Hello, I am working on a project that is examining the causes of bottlenecks in the trucking sector. To start, I am trying to compile some summary evidence about what sectors individuals are coming from when they switch to a trucking occupation (occ==9130 or occ==9600), what sectors they are moving into when they leave a trucking occupation, and what the proportion of stayers (i.e. people staying in a trucking occupation) are. So far, I have classified non-trucking individuals as working in broad sectoral groups according to occ code groups similar to Phares and Balthrop (2021). Anyhow, long story short is that when I compare the cross sectional ASEC samples to the longitudinal ASEC samples, conditional on individuals being movers (i.e. either entering or exiting trucking) I get similar results in terms of the absolute number of respondents and the share of movers entering and exiting trucking from each sector, but I get big differences in the number and share of stayers, and I am trying to figure out why that is the case, as this could dramatically impact my empirical results. With the longitudinal samples, it is relatively straightforward to identify the stayers as I simply classify them as having a trucking occupational code in both periods using the occ_1 and occ_2 variables With the cross sectional samples, my approach was to drop all the individuals with the cpsidp code of 0 (so that I can drop the individuals in the ASEC oversample and use just the individuals that can be matched to the basic March sample and can be matched year over year) and then set the data set as a panel using the cpsidp variable as the cross sectional identifier and the mish variable as the time variable. Then I classify individuals as stayers if they have the same occ trucking code in mish= t and mish==t + 4 or in mish=t - 4 and mish=t as that should identify individuals who are sampled exactly one year apart, right? I can see why using the cross sectional sample would inflate the total number of respondents, as is includes additional people year over year as individuals are being compared in years t-1, t, and t+1, but it is unclear to me why I get roughly the same amount of movers using both samples while the number of stayers is roughly double when I use the cross sectional samples. Can somebody please explain to me why this is happening? I can provide my Stata code if that would help. Thank you for your time.
I just calculated these rates using the 2018-2019 ASEC samples both as cross-sectional and longitudinal extracts. I found exactly the same results using both methods. See the table below for what I calculated (note this is unweighted): trucker_1=1 or trucker_2=1 indicate that an individual had a trucking occupation in period 1 or 2, respectively.

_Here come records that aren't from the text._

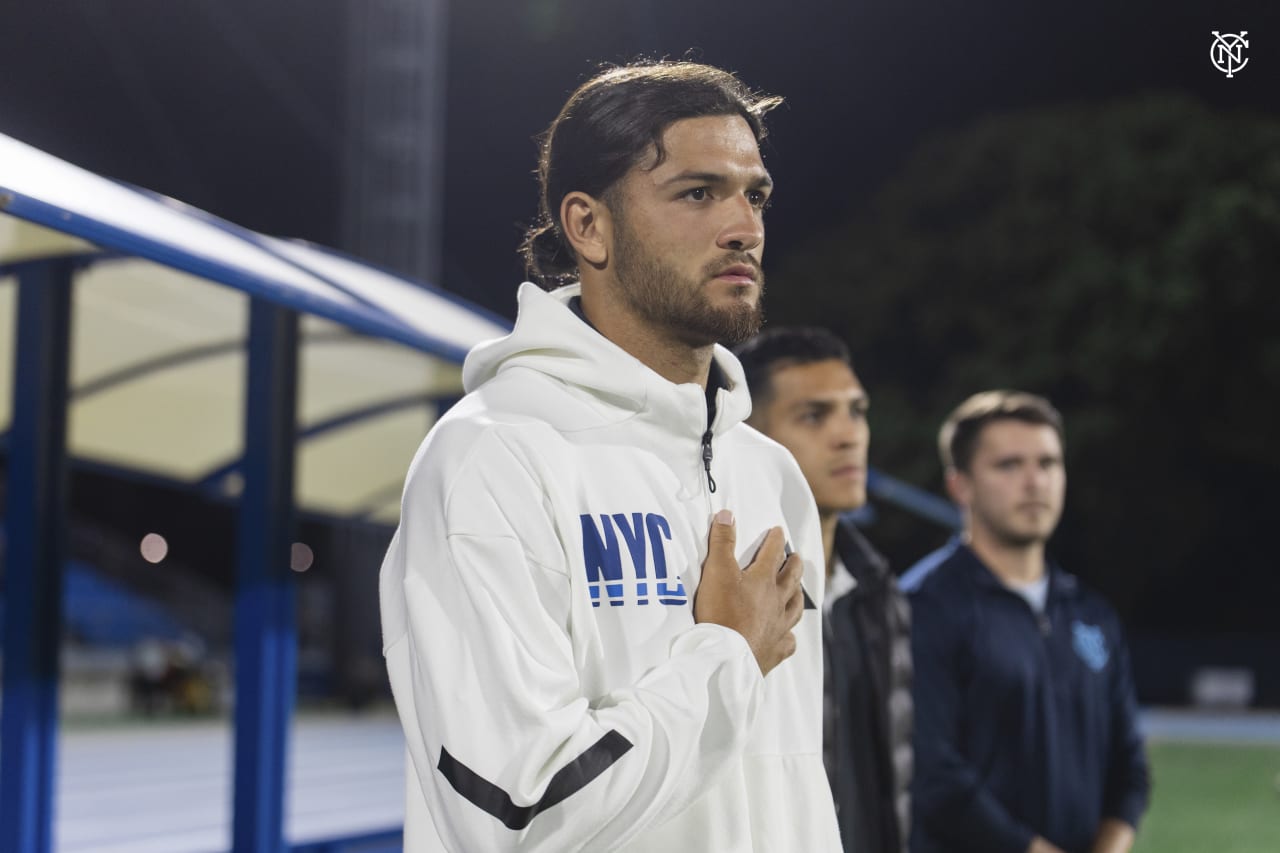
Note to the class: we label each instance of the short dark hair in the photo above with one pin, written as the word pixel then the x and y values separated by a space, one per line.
pixel 608 126
pixel 958 439
pixel 784 347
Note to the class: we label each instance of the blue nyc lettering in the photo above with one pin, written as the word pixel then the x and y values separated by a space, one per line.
pixel 643 533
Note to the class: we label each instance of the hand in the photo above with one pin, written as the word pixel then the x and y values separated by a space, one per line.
pixel 1114 836
pixel 1041 845
pixel 762 602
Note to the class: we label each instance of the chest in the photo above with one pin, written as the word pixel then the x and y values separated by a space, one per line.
pixel 1019 656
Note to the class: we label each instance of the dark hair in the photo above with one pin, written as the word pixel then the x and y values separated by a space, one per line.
pixel 784 347
pixel 958 439
pixel 607 126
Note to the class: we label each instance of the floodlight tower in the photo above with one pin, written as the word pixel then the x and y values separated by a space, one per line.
pixel 394 133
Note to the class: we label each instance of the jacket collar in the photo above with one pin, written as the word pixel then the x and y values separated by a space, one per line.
pixel 551 338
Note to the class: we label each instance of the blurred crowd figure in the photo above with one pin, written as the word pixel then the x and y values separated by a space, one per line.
pixel 807 397
pixel 1027 721
pixel 172 675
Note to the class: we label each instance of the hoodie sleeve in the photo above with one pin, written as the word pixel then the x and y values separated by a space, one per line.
pixel 1128 774
pixel 510 751
pixel 949 798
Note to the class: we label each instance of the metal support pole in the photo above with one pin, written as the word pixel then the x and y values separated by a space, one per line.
pixel 35 528
pixel 265 607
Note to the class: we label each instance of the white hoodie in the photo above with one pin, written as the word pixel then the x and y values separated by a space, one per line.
pixel 538 617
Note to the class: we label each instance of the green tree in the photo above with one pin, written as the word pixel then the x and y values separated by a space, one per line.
pixel 1121 259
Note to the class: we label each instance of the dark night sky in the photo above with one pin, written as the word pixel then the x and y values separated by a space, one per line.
pixel 236 106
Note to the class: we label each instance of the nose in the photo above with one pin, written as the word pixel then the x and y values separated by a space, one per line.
pixel 849 430
pixel 744 229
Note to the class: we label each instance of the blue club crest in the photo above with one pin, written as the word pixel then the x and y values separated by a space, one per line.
pixel 1091 644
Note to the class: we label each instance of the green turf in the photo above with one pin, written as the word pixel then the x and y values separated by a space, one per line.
pixel 1210 798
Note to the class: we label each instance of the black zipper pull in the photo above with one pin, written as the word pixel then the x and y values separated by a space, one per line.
pixel 707 460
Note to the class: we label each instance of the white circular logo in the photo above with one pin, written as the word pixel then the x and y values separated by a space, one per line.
pixel 1228 51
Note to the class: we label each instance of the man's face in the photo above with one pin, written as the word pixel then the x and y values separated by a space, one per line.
pixel 818 411
pixel 689 235
pixel 1015 486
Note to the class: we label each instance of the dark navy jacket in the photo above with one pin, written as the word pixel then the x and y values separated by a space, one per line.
pixel 867 655
pixel 1024 725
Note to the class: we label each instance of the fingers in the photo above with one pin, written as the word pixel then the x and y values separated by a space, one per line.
pixel 768 559
pixel 721 541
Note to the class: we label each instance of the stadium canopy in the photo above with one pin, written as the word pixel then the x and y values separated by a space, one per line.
pixel 159 328
pixel 141 334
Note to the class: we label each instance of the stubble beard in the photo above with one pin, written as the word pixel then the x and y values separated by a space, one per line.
pixel 666 300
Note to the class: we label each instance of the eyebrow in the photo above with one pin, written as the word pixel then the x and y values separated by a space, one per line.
pixel 763 182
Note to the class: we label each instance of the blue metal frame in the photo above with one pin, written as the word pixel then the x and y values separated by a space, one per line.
pixel 384 842
pixel 35 525
pixel 359 316
pixel 913 500
pixel 265 594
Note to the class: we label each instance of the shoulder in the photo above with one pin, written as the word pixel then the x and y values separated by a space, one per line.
pixel 1087 602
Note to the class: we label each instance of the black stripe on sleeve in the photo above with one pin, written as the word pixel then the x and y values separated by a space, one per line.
pixel 566 781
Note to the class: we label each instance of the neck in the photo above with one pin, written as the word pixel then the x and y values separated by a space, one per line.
pixel 1013 564
pixel 830 521
pixel 668 356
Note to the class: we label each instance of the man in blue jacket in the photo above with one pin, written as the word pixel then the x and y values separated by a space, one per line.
pixel 1027 724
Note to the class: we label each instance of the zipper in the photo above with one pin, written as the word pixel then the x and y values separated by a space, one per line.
pixel 707 460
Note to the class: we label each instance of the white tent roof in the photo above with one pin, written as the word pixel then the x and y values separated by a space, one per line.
pixel 159 323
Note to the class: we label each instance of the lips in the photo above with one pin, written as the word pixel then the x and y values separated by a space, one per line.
pixel 744 273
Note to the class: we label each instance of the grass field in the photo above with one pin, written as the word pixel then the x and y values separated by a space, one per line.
pixel 1212 798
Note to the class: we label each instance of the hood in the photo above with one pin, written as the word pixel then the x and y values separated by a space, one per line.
pixel 549 338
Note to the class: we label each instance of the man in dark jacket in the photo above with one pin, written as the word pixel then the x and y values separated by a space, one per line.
pixel 1027 724
pixel 807 397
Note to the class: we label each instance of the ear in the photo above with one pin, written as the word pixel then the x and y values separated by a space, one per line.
pixel 959 487
pixel 588 227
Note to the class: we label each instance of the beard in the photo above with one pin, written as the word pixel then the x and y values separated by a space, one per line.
pixel 667 300
pixel 1013 534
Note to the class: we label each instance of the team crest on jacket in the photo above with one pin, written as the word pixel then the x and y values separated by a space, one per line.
pixel 629 550
pixel 1091 644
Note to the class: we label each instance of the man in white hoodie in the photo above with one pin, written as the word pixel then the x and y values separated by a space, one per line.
pixel 599 610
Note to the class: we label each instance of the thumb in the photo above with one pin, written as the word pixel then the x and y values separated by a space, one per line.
pixel 722 539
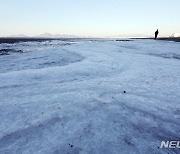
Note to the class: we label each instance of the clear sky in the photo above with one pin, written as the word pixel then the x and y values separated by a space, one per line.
pixel 99 18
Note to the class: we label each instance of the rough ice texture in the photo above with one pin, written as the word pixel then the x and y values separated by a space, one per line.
pixel 89 96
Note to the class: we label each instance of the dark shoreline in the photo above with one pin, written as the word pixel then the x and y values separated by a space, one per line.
pixel 12 40
pixel 17 40
pixel 175 39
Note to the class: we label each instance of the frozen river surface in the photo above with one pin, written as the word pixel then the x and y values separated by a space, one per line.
pixel 89 96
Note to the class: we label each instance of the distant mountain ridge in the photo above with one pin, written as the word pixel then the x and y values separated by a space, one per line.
pixel 45 35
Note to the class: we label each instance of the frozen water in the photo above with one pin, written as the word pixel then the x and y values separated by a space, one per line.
pixel 68 96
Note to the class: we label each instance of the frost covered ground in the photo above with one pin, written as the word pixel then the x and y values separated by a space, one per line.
pixel 89 96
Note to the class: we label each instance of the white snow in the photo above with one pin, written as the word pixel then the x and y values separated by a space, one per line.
pixel 68 97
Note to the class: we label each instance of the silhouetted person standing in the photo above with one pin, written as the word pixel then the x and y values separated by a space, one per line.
pixel 156 34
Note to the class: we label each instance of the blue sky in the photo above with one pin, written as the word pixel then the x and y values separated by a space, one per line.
pixel 98 18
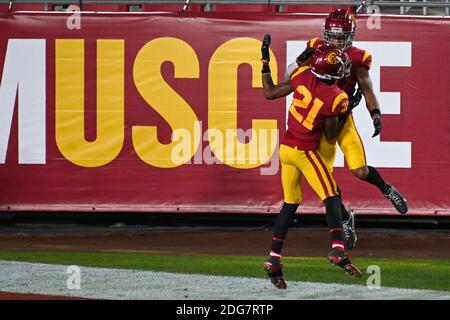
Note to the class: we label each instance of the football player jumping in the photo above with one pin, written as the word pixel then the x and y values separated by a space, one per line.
pixel 318 107
pixel 339 29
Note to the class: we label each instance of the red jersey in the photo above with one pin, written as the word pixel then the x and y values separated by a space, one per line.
pixel 358 57
pixel 312 103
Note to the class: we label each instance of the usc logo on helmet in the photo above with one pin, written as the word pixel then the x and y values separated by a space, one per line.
pixel 331 57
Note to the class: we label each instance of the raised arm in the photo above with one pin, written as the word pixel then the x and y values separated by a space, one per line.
pixel 365 83
pixel 270 90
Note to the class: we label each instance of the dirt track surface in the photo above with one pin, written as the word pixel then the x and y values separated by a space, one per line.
pixel 26 296
pixel 303 242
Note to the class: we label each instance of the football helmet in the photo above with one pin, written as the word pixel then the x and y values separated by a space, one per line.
pixel 330 63
pixel 339 29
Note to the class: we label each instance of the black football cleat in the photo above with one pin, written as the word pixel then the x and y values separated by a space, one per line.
pixel 397 199
pixel 275 274
pixel 340 259
pixel 349 232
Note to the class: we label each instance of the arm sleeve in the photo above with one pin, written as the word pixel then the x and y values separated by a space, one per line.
pixel 340 104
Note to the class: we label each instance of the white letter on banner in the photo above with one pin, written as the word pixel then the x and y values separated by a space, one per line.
pixel 24 72
pixel 381 154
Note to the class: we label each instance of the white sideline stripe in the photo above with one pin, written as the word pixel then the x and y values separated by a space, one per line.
pixel 102 283
pixel 273 254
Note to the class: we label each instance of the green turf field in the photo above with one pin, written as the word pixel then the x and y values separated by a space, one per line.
pixel 400 273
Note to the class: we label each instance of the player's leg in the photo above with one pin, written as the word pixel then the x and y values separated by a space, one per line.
pixel 290 178
pixel 327 149
pixel 322 182
pixel 351 145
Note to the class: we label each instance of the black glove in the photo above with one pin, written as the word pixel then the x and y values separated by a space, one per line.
pixel 305 55
pixel 377 125
pixel 355 99
pixel 265 48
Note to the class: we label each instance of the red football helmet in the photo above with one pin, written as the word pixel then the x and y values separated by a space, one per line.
pixel 330 63
pixel 339 29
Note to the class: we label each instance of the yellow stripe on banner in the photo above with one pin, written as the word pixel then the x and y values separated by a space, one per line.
pixel 338 99
pixel 322 173
pixel 300 70
pixel 366 55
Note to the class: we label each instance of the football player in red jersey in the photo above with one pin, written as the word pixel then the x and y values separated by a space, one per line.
pixel 339 29
pixel 317 105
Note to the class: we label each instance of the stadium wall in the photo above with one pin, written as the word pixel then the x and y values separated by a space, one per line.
pixel 140 112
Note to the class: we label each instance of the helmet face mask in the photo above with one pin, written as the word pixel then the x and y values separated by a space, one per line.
pixel 340 39
pixel 339 29
pixel 330 63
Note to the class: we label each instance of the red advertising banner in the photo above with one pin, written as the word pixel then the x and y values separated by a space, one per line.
pixel 165 112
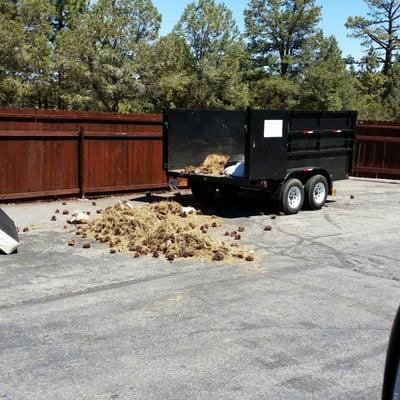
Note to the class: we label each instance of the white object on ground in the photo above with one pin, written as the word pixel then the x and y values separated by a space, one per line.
pixel 78 217
pixel 236 170
pixel 189 210
pixel 9 239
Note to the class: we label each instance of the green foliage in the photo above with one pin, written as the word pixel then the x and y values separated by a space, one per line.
pixel 166 73
pixel 278 32
pixel 25 53
pixel 101 55
pixel 107 55
pixel 327 85
pixel 393 99
pixel 275 92
pixel 379 30
pixel 216 53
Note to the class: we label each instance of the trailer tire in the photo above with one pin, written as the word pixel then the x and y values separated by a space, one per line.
pixel 203 193
pixel 291 197
pixel 316 190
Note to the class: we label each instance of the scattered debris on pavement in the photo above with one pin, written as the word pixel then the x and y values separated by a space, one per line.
pixel 162 229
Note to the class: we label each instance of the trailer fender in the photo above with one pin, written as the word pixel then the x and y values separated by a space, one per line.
pixel 304 174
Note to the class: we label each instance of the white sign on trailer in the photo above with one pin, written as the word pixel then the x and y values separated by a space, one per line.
pixel 273 128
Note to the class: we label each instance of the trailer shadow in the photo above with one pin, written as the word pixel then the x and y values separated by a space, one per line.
pixel 244 205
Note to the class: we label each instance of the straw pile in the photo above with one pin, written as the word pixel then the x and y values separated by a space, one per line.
pixel 161 229
pixel 214 164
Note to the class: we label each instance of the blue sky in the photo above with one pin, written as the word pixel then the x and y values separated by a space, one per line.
pixel 334 15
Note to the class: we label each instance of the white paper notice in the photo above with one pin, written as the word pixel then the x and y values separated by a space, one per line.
pixel 273 128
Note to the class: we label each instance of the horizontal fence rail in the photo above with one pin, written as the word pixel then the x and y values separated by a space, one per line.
pixel 377 152
pixel 60 153
pixel 64 153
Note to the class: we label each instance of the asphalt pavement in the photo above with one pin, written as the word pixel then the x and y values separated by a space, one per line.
pixel 310 319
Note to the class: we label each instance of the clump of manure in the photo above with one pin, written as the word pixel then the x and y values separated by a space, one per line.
pixel 160 229
pixel 214 164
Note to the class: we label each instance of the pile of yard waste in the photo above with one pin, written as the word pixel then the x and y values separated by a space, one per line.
pixel 164 229
pixel 214 164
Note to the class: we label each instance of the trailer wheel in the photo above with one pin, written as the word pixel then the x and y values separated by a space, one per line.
pixel 316 190
pixel 291 197
pixel 203 193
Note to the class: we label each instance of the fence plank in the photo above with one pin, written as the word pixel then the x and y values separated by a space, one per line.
pixel 54 153
pixel 377 152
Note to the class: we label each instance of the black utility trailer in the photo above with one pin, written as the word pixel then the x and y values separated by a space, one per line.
pixel 294 156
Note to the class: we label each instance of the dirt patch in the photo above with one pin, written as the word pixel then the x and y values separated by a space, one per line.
pixel 162 229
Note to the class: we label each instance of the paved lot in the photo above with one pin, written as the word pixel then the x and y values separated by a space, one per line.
pixel 310 320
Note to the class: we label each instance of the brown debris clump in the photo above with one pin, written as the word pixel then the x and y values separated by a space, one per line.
pixel 214 164
pixel 159 230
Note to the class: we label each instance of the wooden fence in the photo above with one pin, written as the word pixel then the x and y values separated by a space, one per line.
pixel 377 153
pixel 60 153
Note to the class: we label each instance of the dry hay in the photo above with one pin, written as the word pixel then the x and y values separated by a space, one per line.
pixel 161 229
pixel 214 164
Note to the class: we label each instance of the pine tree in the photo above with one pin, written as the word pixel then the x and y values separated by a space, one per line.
pixel 278 32
pixel 380 30
pixel 216 53
pixel 326 84
pixel 102 55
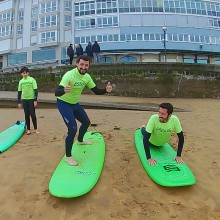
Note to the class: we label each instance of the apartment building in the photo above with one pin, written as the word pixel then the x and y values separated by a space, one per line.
pixel 37 32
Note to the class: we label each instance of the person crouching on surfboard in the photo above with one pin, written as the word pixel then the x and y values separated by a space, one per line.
pixel 159 129
pixel 68 94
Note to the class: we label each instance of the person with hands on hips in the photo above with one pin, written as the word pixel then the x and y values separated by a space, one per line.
pixel 68 94
pixel 159 130
pixel 27 97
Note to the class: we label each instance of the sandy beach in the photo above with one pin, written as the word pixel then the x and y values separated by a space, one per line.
pixel 124 190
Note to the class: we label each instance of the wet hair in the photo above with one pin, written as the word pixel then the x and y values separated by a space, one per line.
pixel 82 57
pixel 24 69
pixel 168 107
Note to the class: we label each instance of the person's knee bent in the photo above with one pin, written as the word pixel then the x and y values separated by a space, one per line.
pixel 86 123
pixel 72 131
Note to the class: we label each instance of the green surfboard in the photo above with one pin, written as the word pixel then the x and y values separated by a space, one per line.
pixel 73 181
pixel 166 172
pixel 11 135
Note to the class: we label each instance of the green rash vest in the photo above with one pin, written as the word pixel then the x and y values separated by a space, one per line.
pixel 77 83
pixel 161 132
pixel 27 86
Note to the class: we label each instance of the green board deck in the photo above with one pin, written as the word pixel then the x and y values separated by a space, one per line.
pixel 166 172
pixel 11 135
pixel 73 181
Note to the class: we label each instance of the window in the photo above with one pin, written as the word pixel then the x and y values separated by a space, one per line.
pixel 34 12
pixel 128 59
pixel 20 29
pixel 5 31
pixel 67 20
pixel 48 21
pixel 33 26
pixel 18 58
pixel 47 37
pixel 48 6
pixel 40 55
pixel 67 5
pixel 106 59
pixel 20 16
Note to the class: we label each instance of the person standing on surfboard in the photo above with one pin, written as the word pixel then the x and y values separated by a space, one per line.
pixel 159 129
pixel 27 92
pixel 68 94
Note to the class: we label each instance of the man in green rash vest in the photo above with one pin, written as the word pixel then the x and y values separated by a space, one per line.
pixel 159 129
pixel 27 96
pixel 68 94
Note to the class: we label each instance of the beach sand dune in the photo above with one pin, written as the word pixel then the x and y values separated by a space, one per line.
pixel 124 190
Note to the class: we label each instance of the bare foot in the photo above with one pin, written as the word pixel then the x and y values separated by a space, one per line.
pixel 71 162
pixel 37 131
pixel 85 143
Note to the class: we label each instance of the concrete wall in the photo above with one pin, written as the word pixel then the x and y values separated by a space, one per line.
pixel 136 79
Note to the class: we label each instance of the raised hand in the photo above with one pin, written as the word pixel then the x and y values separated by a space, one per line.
pixel 108 87
pixel 67 88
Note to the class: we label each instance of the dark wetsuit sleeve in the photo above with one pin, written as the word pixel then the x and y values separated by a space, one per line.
pixel 146 137
pixel 19 97
pixel 59 91
pixel 180 143
pixel 35 94
pixel 98 91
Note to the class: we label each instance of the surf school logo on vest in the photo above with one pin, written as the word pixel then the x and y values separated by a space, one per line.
pixel 79 84
pixel 85 173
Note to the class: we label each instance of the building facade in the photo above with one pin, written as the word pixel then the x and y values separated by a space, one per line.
pixel 39 31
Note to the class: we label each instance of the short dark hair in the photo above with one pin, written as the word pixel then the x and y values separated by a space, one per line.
pixel 167 106
pixel 24 69
pixel 82 57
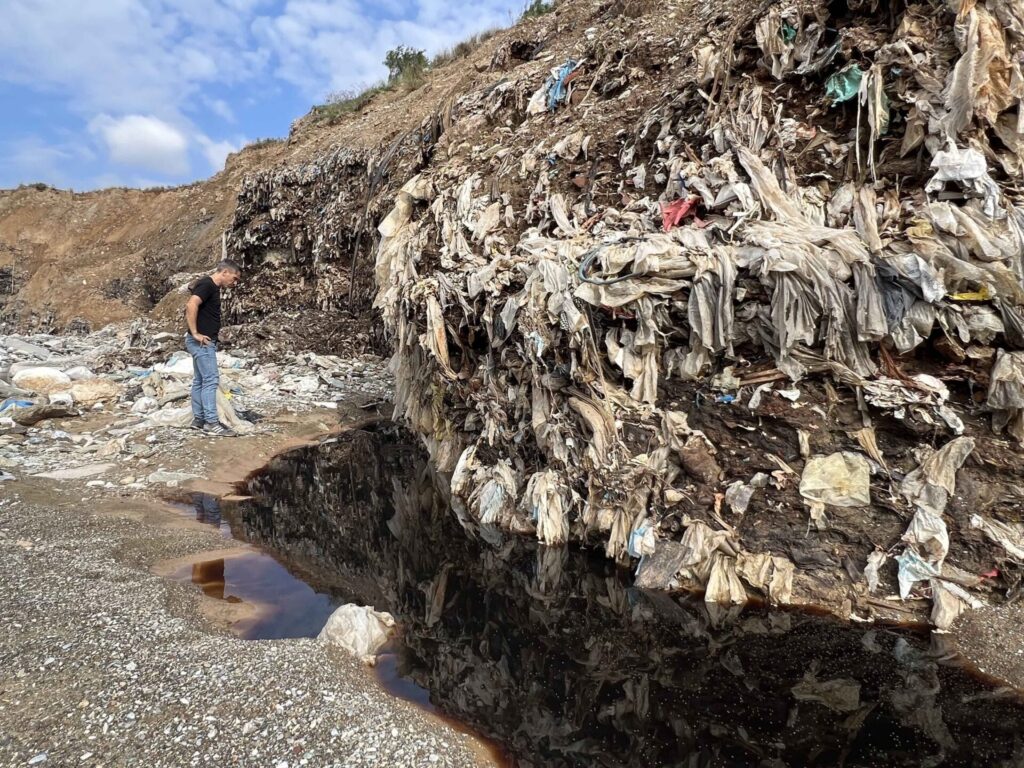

I think the important thing to consider is that the 2018-2019 longitudinal sample (for example) only contains individuals who were in both the 2018 and 2019 ASEC. To replicate this using the cross sectional data, you need to drop everyone with CPSIDP=0 and also everyone who has data for only one of the years . I’ve pasted an example of my code making this calculation with the cross-sectional data.
drop if cpsidp==0
sort cpsidp year
by cpsidp (year): gen obs=_n
by cpsidp (year): egen numobs=max(obs)
drop if numobs==1
gen trucker_1 = obs==1 & (occ==9130 | occ==9600)
gen trucker_2 = obs==2 & (occ==9130 | occ==9600)
by cpsidp (year): replace trucker_2 = trucker_2[2] if _n==1
tab trucker_1 trucker_2 if obs==1, m